Comen una especie de pan redondo y blanco, que no nos agradó, hecho con la médula, o, mejor dicho, con la albura que se encuentra entre la corteza y el palo de cierto árbol, que tiene alguna semejanza con la leche cuajada. Poseen también cerdos que nos parecieron que tenían el ombligo en el lomo, y unas aves grandes cuyo pico semeja una espátula, pero que no tienen lengua. Algunas veces para procurarse un hacha o un cuchillo, nos prometían por esclavos una y hasta dos de sus hijas, pero no nos ofrecieron jamás sus mujeres, quienes, por lo demás, no habrían consentido en entregarse a otros que a sus maridos, porque, a pesar del libertinaje de las solteras, su pudor es tal cuando se casan que no soportan que sus maridos las abracen durante el día. Están sujetas a los trabajos más duros, viéndoseles a menudo descender de los cerros con cestas muy pesadas sobre la cabeza, aunque no andan jamás solas, porque sus maridos, que son muy celosos, las acompañan siempre, llevando en una mano las flechas y el arco en la otra. Este arco es de palo de Brasil o de palma negra.
Si las mujeres tienen hijos los llevan suspendidos del cuello por medio de una red de algodón. Muchas otras cosas podría decir de sus costumbres, que omito por no hacerme demasiado prolijo. Estos pueblos son en extremo crédulos y bondadosos, y sería fácil hacerles abrazar el cristianismo. La casualidad quiso que concibiesen por nosotros veneración y respeto. Desde hacía dos meses reinaba en el país una gran sequedad, y como sucedió que en el momento de nuestra llegada envióles lluvias el cielo, no dejaron de atribuirlas a nuestra presencia. Cuando desembarcamos a oír misa en tierra, asistieron a ella en silencio, con aire de recogimiento, y viendo que echábamos al mar nuestras chalupas, que dejábamos amarradas a los costados de la nave o que la seguían, se imaginaron que eran hijos de la nave y que ésta los alimentaba.
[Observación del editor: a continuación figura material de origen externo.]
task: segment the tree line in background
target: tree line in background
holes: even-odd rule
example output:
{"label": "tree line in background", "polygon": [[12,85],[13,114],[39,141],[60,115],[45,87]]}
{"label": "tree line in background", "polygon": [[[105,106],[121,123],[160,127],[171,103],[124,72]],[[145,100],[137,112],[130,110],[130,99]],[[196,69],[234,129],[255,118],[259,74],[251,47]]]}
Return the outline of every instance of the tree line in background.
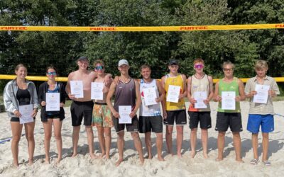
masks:
{"label": "tree line in background", "polygon": [[[281,23],[283,0],[23,0],[0,1],[0,25],[161,26]],[[148,64],[153,77],[168,71],[170,58],[180,60],[180,72],[193,73],[197,57],[205,72],[222,76],[220,64],[235,63],[235,75],[251,77],[258,59],[269,64],[268,75],[283,76],[284,30],[194,32],[15,32],[0,31],[0,74],[13,74],[18,63],[30,75],[43,76],[52,64],[61,76],[76,69],[82,55],[103,59],[106,72],[117,74],[126,59],[131,73]]]}

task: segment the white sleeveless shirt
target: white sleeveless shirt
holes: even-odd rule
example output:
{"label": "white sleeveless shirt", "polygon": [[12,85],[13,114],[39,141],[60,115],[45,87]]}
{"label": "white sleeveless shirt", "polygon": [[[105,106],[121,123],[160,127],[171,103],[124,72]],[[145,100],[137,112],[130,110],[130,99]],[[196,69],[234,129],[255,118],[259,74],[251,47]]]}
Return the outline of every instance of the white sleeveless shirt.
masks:
{"label": "white sleeveless shirt", "polygon": [[160,103],[155,105],[146,105],[144,100],[143,89],[146,88],[155,88],[157,98],[159,96],[155,79],[153,79],[151,83],[146,83],[143,79],[140,81],[140,94],[141,96],[141,105],[140,106],[139,115],[141,116],[158,116],[160,115]]}

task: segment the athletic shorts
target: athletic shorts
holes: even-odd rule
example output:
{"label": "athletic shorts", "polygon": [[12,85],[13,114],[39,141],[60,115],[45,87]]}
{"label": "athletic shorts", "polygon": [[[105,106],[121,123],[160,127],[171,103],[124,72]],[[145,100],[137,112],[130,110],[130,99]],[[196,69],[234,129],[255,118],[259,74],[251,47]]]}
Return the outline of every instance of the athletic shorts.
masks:
{"label": "athletic shorts", "polygon": [[274,130],[274,118],[273,115],[248,114],[246,130],[251,133],[258,133],[259,127],[261,132],[269,133]]}
{"label": "athletic shorts", "polygon": [[81,125],[84,117],[84,125],[92,125],[92,110],[94,102],[92,101],[80,102],[73,101],[71,104],[72,126]]}
{"label": "athletic shorts", "polygon": [[104,127],[114,127],[111,112],[106,103],[94,103],[92,125]]}
{"label": "athletic shorts", "polygon": [[139,132],[163,132],[163,118],[157,116],[139,116]]}
{"label": "athletic shorts", "polygon": [[[33,118],[33,121],[35,121],[36,118]],[[16,118],[16,117],[12,117],[10,119],[11,122],[20,122],[20,118]]]}
{"label": "athletic shorts", "polygon": [[240,113],[222,113],[217,112],[215,130],[226,132],[229,126],[233,132],[243,131],[241,125],[241,115]]}
{"label": "athletic shorts", "polygon": [[190,116],[190,128],[197,128],[198,122],[200,122],[201,129],[209,129],[212,127],[210,112],[188,111]]}
{"label": "athletic shorts", "polygon": [[125,127],[126,127],[126,131],[129,132],[139,132],[139,122],[138,121],[137,115],[135,115],[132,118],[132,122],[131,124],[119,124],[119,118],[116,118],[114,117],[112,117],[112,121],[114,122],[116,132],[124,131]]}
{"label": "athletic shorts", "polygon": [[167,118],[164,120],[166,125],[183,125],[187,123],[185,110],[167,110]]}

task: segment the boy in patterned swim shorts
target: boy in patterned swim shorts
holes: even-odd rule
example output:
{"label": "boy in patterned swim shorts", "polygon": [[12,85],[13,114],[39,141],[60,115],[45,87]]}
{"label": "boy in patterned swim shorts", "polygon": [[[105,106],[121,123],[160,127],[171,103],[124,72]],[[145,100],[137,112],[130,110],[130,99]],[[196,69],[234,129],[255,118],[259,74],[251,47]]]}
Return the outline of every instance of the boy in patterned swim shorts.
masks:
{"label": "boy in patterned swim shorts", "polygon": [[[97,78],[94,81],[104,83],[106,74],[104,73],[104,63],[98,59],[94,62],[94,72],[97,73]],[[109,159],[109,150],[111,143],[111,128],[114,126],[112,122],[111,112],[106,103],[107,93],[110,84],[104,86],[103,99],[95,100],[93,108],[92,125],[96,126],[98,131],[99,146],[102,154],[100,158],[105,156]]]}

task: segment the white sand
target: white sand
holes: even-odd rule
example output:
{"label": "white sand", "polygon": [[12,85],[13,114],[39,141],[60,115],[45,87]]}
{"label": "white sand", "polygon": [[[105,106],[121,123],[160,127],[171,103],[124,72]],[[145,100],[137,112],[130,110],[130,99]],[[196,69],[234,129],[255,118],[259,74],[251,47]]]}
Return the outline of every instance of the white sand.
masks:
{"label": "white sand", "polygon": [[[118,159],[116,149],[116,135],[112,130],[112,142],[111,159],[96,159],[92,161],[88,154],[86,133],[82,126],[79,141],[80,154],[75,158],[72,154],[72,132],[70,108],[67,108],[66,119],[62,126],[63,159],[59,165],[55,165],[57,149],[54,137],[51,139],[50,156],[51,164],[44,164],[43,128],[40,120],[40,113],[37,115],[35,130],[36,149],[34,164],[31,166],[27,164],[28,151],[26,137],[22,137],[19,144],[18,169],[12,167],[12,154],[11,142],[0,144],[0,176],[282,176],[284,171],[284,117],[275,116],[275,131],[270,134],[269,160],[271,166],[265,166],[261,163],[256,166],[249,164],[253,158],[251,145],[251,134],[246,130],[248,103],[241,103],[244,132],[241,133],[242,142],[242,156],[245,161],[239,164],[235,161],[235,153],[232,144],[232,135],[226,133],[224,159],[217,162],[217,132],[214,131],[216,123],[216,103],[211,103],[212,128],[209,130],[209,159],[204,159],[202,156],[200,131],[197,134],[197,154],[195,159],[190,157],[190,129],[185,127],[184,142],[182,144],[182,159],[176,156],[173,157],[166,153],[165,140],[164,138],[163,154],[165,161],[160,162],[156,158],[152,160],[146,159],[143,166],[139,165],[138,154],[133,147],[131,137],[126,133],[125,161],[119,167],[115,167],[115,161]],[[274,103],[275,112],[284,115],[284,101]],[[0,141],[11,137],[11,132],[9,120],[6,113],[0,114]],[[165,131],[164,131],[165,132]],[[24,130],[23,130],[23,133]],[[95,151],[99,153],[97,130],[94,128],[95,136]],[[175,152],[175,130],[174,132],[174,152]],[[141,134],[143,141],[143,151],[146,154],[144,136]],[[153,151],[156,157],[155,135],[153,135]],[[259,136],[261,140],[261,136]],[[258,149],[262,149],[261,146]],[[259,152],[259,154],[261,152]],[[261,156],[260,157],[261,159]]]}

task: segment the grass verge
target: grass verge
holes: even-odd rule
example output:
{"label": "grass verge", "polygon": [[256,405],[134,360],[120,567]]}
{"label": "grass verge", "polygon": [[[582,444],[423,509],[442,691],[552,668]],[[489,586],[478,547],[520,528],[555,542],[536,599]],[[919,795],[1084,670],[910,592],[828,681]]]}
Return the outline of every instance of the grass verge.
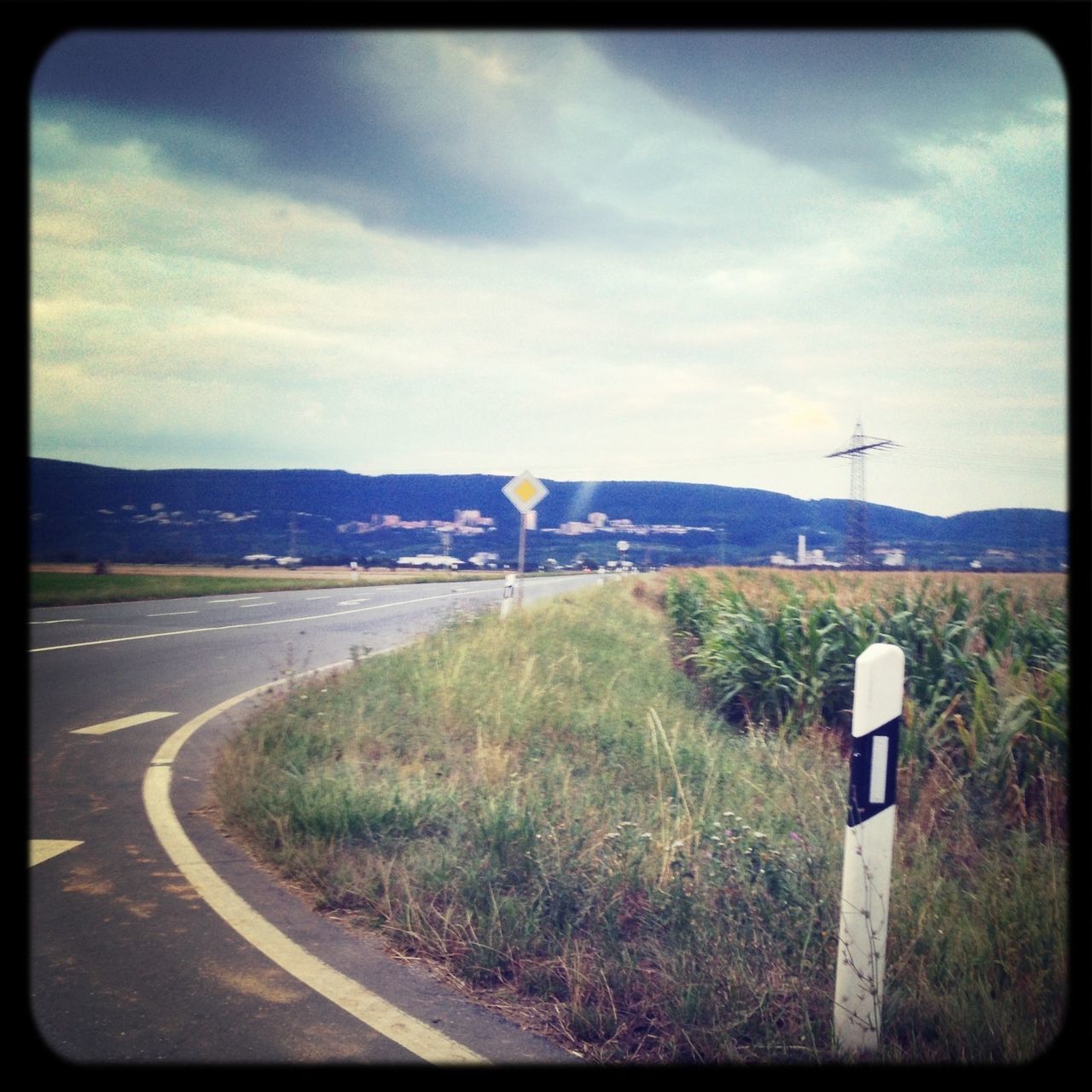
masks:
{"label": "grass verge", "polygon": [[[585,1057],[830,1060],[841,735],[725,724],[661,598],[463,619],[297,686],[226,747],[219,806],[316,907]],[[1064,834],[911,780],[881,1060],[1032,1058],[1065,1013]]]}

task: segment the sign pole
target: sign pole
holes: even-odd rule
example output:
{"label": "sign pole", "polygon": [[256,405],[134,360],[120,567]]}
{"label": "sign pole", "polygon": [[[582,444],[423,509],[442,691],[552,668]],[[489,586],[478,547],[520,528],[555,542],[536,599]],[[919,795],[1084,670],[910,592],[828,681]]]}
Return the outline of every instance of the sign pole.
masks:
{"label": "sign pole", "polygon": [[545,497],[549,489],[546,488],[531,473],[531,471],[524,471],[522,474],[517,474],[515,477],[509,482],[501,492],[512,502],[515,510],[520,513],[520,563],[519,563],[519,577],[517,583],[519,584],[519,592],[517,593],[517,604],[523,606],[523,568],[524,561],[526,559],[526,546],[527,546],[527,513],[532,511],[535,505],[538,503]]}
{"label": "sign pole", "polygon": [[523,606],[523,562],[526,557],[527,547],[527,513],[520,512],[520,565],[518,569],[518,575],[515,578],[517,587],[519,592],[515,598],[515,605]]}
{"label": "sign pole", "polygon": [[834,1042],[844,1055],[879,1045],[904,672],[902,649],[873,644],[857,656],[854,673],[834,981]]}

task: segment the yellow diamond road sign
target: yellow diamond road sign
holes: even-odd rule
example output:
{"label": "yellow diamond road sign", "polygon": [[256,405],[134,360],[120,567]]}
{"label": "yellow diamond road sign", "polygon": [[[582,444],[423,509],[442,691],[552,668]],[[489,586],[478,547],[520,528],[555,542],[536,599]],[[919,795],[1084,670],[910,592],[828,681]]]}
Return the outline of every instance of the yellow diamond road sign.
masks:
{"label": "yellow diamond road sign", "polygon": [[530,512],[549,489],[530,471],[524,471],[522,474],[517,474],[502,491],[519,511]]}

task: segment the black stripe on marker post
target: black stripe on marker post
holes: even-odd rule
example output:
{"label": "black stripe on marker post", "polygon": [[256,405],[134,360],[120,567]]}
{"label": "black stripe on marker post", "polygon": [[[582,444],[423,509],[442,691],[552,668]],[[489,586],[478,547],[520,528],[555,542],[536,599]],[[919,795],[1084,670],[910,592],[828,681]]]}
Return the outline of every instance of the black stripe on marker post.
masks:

El comandante en jefe y yo fuimos un día testigos de una aventura singular. Las jóvenes venían con frecuencia a bordo a ofrecerse a los marineros a fin de obtener algún presente: un día una de las más bonitas subió también, sin duda con el mismo objeto, pero habiendo visto un clavo de tamaño de un dedo y creyendo que no la observaban, lo cogió y con gran rapidez se lo colocó entre los dos labios de sus órganos sensuales. ¿Creía ocultarlo? ¿Creía así adornarse? Tal fue lo que no pudimos adivinar.”